Numbers of the airborne sporangia of P. viticola reflected the weather conditions, i.e., they were higher in 2016 than in 2015 or 2017 (Figure 2C). In 2015, a total of 532 airborne sporangia were detected; airborne sporangia were detected on 116 of the 127 days of the sampling period (91% of the days). On most days in 2015, few airborne sporangia (< 10 sporangia m-3 air day-1) were detected, but approximately 50 sporangia m-3 air were detected on some days, and two peaks occurred on 25 May (189 sporangia m-3 air) and 24 August (125 sporangia m-3 air). In 2016, a total of 4576 airborne sporangia were detected; airborne sporangia were detected on 122 of the 143 days of the sampling period (85% of the days). There were four peaks in 2016, corresponding to 65, 1547, 244, and 505 sporangia m-3 air on 6 June, 20 June, 9 September, and 15 September, respectively. In 2017, a total of 30 airborne sporangia were detected; airborne sporangia were detected on only 72 of 134 days of the sampling period (54% of the days), and there were no peaks.

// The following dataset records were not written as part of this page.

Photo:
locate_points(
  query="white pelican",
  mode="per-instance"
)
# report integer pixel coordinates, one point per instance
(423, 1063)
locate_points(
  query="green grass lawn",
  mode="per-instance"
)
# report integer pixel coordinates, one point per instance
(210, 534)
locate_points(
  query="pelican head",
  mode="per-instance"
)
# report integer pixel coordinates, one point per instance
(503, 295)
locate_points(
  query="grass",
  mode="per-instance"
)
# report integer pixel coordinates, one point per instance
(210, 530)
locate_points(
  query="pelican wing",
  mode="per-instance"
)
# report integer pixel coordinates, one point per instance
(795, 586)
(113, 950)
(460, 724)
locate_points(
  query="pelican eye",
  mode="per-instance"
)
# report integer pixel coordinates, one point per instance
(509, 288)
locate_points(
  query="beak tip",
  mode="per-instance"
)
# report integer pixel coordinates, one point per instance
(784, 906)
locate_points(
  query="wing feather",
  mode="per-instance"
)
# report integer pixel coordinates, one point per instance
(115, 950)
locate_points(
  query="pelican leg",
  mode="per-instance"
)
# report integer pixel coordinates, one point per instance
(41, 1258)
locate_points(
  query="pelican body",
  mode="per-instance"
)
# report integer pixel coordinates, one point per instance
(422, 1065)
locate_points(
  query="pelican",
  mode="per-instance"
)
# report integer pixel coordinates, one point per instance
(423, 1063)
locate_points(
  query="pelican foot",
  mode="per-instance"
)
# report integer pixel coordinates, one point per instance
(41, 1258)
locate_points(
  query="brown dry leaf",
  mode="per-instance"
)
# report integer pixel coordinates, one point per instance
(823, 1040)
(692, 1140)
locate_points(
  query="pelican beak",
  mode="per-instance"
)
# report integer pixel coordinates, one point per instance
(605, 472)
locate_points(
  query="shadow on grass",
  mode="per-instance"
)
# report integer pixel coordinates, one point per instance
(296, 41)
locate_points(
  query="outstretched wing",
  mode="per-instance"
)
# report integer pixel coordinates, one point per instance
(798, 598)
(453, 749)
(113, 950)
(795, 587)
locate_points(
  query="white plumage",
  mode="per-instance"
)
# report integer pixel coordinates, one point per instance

Assessment of Viable Sporangia
During the 3 years of the study, the mortality rate of sporangia was highly variable, ranging from 0.15 to 0.44 per day, with an overall average of 0.32 per day. Mortality was higher and more variable (average MOR’=0.36, min=0.12, max=0.55) for sporangia still attached to sporangiophores (Figure 3A) than for detached sporangia (average MOR”=0.27, min=0.19, max=0.33) (Figure 3B). The dynamics of the mortality rate during the spore sampling periods are shown in Figure 2D. Mortality was low in the months of May and June of 2016, which were characterized by cool temperatures and moist conditions (Figure 2A). Numbers of viable airborne sporangia during the study are shown in Figure 2E.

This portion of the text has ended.